As there are many terms to such a large project like Elastos and the Cyber Republic, we’ve decided to build a growing glossary of terms that can help the less technically acquainted understand better what the tech means and the impact it could have.  This week we’re focusing on Elastos’ Auxiliary Proof of Work, also known as Merged Mining.

Term: Auxiliary Proof of Work, a.k.a. Merged Mining

“Merged mining…allows the miner to direct his hashing power into mining two cryptocurrencies at once, resulting in higher hash rates for both of them…[you need] two cryptocurrencies that have the same hashing algorithms. SHA-256, Scrypt, Equihash are just some of the most popular PoW algorithms out there currently used by major cryptocurrencies like Bitcoin, Litecoin, Zcash, etc. Popular merged mining pairings include:

“…Auxiliary Proof-of-Work is the relationship between two blockchains where one trusts the other’s work and accepts AuxPOW blocks…For the parent chain, there is almost no difference between a block mined the regular way and a block mined as part of a merged coin mining process. That’s why there is no need to modify the code of the daemon (also called full-node, or client) of the parent blockchain. For the auxiliary chain, a block mined the normal way (i.e a regular block) will be accepted with the original code. However, a block mined as a part of a merged coin mining process (i.e a modified block) will require a modification of the code of the AUX daemon.

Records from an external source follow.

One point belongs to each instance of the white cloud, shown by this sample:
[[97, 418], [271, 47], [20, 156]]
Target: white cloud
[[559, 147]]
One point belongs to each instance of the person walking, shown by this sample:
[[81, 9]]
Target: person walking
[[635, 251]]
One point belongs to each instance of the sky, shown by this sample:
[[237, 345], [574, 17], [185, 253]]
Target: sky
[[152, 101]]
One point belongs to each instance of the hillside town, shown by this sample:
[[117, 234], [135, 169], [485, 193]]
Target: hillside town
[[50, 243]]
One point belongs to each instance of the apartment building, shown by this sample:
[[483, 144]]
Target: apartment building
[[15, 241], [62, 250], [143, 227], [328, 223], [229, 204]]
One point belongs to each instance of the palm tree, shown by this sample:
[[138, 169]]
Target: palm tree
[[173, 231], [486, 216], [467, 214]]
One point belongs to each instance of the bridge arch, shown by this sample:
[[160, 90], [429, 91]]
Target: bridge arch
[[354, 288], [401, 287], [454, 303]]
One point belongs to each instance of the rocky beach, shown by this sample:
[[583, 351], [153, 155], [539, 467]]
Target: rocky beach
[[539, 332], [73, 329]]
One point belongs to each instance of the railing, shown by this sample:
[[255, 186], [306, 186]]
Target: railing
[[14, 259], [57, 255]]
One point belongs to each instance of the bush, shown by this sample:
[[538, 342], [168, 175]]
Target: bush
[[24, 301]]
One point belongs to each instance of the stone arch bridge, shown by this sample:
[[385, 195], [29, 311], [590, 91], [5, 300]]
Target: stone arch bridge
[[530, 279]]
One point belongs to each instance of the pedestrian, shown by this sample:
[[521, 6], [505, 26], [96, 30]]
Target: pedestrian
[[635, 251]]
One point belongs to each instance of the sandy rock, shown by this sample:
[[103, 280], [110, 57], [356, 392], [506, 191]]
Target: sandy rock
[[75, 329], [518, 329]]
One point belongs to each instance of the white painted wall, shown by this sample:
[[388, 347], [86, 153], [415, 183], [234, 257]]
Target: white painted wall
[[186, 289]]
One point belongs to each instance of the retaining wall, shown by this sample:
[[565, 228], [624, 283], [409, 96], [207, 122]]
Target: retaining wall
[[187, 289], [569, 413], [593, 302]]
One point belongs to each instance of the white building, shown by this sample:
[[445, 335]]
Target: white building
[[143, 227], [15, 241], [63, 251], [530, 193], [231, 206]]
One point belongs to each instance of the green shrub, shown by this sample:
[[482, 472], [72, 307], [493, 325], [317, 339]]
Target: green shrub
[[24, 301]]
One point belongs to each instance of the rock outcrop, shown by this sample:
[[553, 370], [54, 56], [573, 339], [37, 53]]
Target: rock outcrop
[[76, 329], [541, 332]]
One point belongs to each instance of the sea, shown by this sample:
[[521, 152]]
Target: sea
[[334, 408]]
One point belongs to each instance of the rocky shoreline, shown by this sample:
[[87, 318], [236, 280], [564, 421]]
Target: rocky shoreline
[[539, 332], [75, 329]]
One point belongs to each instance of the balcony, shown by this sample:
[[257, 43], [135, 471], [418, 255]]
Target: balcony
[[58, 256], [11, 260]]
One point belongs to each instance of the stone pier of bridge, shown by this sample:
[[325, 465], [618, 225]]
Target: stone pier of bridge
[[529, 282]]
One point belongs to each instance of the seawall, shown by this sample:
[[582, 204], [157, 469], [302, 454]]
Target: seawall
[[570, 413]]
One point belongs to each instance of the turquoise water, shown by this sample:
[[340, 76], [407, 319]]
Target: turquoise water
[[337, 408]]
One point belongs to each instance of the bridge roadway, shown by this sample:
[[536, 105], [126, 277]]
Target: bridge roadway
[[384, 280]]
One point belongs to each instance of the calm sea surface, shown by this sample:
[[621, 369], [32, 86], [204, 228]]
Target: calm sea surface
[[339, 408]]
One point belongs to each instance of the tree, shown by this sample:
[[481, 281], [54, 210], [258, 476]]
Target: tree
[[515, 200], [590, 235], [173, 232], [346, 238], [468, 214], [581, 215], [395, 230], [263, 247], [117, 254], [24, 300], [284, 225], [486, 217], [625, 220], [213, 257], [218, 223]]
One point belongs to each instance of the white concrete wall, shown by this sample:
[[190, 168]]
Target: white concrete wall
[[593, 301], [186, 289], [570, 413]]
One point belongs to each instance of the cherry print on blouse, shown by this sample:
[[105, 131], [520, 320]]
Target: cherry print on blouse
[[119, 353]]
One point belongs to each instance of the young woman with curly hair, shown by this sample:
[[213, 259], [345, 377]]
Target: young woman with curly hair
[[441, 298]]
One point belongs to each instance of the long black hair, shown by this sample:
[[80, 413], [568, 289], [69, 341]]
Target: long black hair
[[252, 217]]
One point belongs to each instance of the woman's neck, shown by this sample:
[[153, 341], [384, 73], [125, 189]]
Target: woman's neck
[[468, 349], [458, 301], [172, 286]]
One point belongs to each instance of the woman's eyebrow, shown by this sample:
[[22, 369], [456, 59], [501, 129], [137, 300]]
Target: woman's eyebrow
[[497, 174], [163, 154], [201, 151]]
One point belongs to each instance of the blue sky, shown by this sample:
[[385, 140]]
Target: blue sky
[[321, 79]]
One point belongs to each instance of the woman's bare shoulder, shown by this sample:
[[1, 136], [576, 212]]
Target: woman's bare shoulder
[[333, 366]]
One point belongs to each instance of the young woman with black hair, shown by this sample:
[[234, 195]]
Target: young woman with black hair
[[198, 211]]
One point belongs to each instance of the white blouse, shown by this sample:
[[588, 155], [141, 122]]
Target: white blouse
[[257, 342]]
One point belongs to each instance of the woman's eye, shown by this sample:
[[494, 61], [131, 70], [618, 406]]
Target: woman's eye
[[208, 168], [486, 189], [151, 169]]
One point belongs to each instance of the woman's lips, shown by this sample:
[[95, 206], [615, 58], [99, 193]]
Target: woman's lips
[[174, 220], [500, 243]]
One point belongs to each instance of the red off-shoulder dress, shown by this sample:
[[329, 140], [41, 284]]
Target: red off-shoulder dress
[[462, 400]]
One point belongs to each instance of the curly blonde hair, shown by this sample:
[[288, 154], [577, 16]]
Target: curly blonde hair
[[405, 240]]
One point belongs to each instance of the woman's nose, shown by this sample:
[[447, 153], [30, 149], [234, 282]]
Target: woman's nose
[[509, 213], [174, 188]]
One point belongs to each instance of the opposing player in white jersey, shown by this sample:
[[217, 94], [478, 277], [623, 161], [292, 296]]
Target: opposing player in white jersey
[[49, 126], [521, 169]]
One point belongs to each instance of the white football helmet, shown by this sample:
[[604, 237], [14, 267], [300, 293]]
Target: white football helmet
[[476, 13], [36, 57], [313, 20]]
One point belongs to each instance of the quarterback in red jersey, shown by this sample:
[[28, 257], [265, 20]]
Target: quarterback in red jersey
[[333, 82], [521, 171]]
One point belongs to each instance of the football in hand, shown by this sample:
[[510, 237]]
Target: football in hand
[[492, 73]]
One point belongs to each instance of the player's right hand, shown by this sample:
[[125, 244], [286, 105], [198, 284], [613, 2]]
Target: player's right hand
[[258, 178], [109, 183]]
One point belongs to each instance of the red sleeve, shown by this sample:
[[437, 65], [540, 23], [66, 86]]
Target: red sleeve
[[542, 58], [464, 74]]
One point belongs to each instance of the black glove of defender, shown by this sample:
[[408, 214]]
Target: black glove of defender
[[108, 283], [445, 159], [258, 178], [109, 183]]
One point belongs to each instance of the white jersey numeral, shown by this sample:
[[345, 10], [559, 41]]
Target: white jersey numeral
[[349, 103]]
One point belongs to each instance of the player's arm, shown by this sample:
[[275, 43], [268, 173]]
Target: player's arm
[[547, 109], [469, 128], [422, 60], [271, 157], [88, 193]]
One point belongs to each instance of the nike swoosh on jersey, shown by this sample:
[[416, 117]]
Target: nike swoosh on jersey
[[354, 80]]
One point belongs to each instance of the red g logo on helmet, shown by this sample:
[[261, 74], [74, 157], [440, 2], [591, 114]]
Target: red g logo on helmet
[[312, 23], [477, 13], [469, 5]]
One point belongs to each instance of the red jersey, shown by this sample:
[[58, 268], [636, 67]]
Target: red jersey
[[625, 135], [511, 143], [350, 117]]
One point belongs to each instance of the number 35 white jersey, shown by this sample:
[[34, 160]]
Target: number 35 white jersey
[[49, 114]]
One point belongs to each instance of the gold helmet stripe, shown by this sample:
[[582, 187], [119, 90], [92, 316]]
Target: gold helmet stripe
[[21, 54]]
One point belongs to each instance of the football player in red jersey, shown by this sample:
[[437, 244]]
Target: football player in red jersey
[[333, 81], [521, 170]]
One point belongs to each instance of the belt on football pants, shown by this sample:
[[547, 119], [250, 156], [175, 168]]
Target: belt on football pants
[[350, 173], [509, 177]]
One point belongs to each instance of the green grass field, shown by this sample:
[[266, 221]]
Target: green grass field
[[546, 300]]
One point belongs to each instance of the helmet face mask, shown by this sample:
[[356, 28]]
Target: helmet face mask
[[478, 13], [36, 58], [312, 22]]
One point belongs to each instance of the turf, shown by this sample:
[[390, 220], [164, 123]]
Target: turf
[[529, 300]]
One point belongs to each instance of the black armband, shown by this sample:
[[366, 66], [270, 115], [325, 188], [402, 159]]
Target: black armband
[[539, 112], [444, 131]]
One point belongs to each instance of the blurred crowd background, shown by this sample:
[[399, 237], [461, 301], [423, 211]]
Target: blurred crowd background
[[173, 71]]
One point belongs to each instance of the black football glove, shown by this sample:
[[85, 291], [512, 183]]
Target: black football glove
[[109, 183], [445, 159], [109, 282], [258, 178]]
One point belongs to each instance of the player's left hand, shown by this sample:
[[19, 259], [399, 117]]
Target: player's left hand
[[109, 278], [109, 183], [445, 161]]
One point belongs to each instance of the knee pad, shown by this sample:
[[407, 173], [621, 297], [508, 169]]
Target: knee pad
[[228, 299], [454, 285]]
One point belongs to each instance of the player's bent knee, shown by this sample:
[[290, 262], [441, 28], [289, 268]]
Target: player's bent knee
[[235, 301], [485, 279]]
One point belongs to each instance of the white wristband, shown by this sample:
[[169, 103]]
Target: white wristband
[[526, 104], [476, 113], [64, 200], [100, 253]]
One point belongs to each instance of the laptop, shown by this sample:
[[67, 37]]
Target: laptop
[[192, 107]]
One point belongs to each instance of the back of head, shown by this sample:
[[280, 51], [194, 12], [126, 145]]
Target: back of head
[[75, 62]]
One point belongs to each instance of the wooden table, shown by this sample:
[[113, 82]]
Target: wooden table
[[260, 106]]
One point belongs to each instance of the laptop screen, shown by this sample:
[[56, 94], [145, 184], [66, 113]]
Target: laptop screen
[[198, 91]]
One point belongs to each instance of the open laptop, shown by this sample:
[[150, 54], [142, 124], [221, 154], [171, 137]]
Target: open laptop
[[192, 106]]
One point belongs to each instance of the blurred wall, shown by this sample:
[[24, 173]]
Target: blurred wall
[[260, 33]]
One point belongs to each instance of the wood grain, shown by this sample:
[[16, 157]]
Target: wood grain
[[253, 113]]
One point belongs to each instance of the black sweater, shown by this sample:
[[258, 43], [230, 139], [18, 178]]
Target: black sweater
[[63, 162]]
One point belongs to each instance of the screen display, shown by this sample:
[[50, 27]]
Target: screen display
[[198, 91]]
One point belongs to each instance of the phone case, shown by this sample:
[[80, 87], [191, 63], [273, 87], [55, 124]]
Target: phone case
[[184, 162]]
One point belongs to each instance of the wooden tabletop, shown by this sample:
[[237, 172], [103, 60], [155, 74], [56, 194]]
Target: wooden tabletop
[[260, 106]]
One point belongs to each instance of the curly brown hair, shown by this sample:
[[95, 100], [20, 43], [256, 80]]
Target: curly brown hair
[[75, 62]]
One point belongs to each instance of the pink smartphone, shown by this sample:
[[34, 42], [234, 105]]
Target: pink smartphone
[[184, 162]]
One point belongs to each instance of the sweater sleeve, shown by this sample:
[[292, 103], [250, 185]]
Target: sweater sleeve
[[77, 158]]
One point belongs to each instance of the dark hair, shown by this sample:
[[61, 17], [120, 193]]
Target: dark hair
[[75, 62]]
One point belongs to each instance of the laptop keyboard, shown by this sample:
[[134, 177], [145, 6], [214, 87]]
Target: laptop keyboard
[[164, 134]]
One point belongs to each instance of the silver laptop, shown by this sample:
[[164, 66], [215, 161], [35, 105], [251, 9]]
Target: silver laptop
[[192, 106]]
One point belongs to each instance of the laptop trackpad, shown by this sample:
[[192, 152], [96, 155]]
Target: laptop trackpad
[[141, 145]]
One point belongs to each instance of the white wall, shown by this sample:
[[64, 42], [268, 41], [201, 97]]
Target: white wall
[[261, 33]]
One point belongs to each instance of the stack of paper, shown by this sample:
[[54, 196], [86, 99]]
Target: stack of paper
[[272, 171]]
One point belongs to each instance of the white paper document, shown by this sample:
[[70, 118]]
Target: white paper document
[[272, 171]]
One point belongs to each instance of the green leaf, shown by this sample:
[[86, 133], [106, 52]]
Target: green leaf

“The auxiliary blockchains Merkle root is inserted into the extra nonce section of the parent blockchain…In simpler terms, the parent chain contains the standard transactions plus a transaction with the hash that connects to the auxiliary chain block.”


Layman’s definition: 

Proof of Work is notoriously inefficient.  Mining difficulty increases or decreased to average a certain block generation rate, no matter how many miners are working.  Thus, that extra mining work (electricity and computing power) is being “wasted”, anyway. Merged Mining allows the work being done to apply to more than one chain, and thus, secure more than one chain without extra cost of power or electricity.

A 51% attack is when someone buys enough machines to take over a network–kind of like a corrupted democratic election.  With less miner hash power (in less-popular blockchains), it is easier to corrupt the system. Merged mining takes advantage of a larger network, like Bitcoin’s network in Elastos’ case, and teams up with it so that it’s harder to take over the blockchain.

The benefits are that Elastos becomes much safer to 51% attacks, as safe as Bitcoin’s network, computing power and electricity is better utilized, profitability for miners is increased, there’s no disadvantage to the parent chain (Bitcoin) as there’s no extra work added, and there’s less competition in having to choose to mine one blockchain vs another.

The negatives are that it helps major mining pools get even stronger and increasing centralization because regular people or smaller mining pools can’t compete with the larger mining pools’ hardware.

Elastos doesn’t suffer from these negatives because it has created a hybrid model of AuxPoW+DPoS, which was covered in last week’s Technical Terminology and makes the Consensus Supernodes finalize blocks.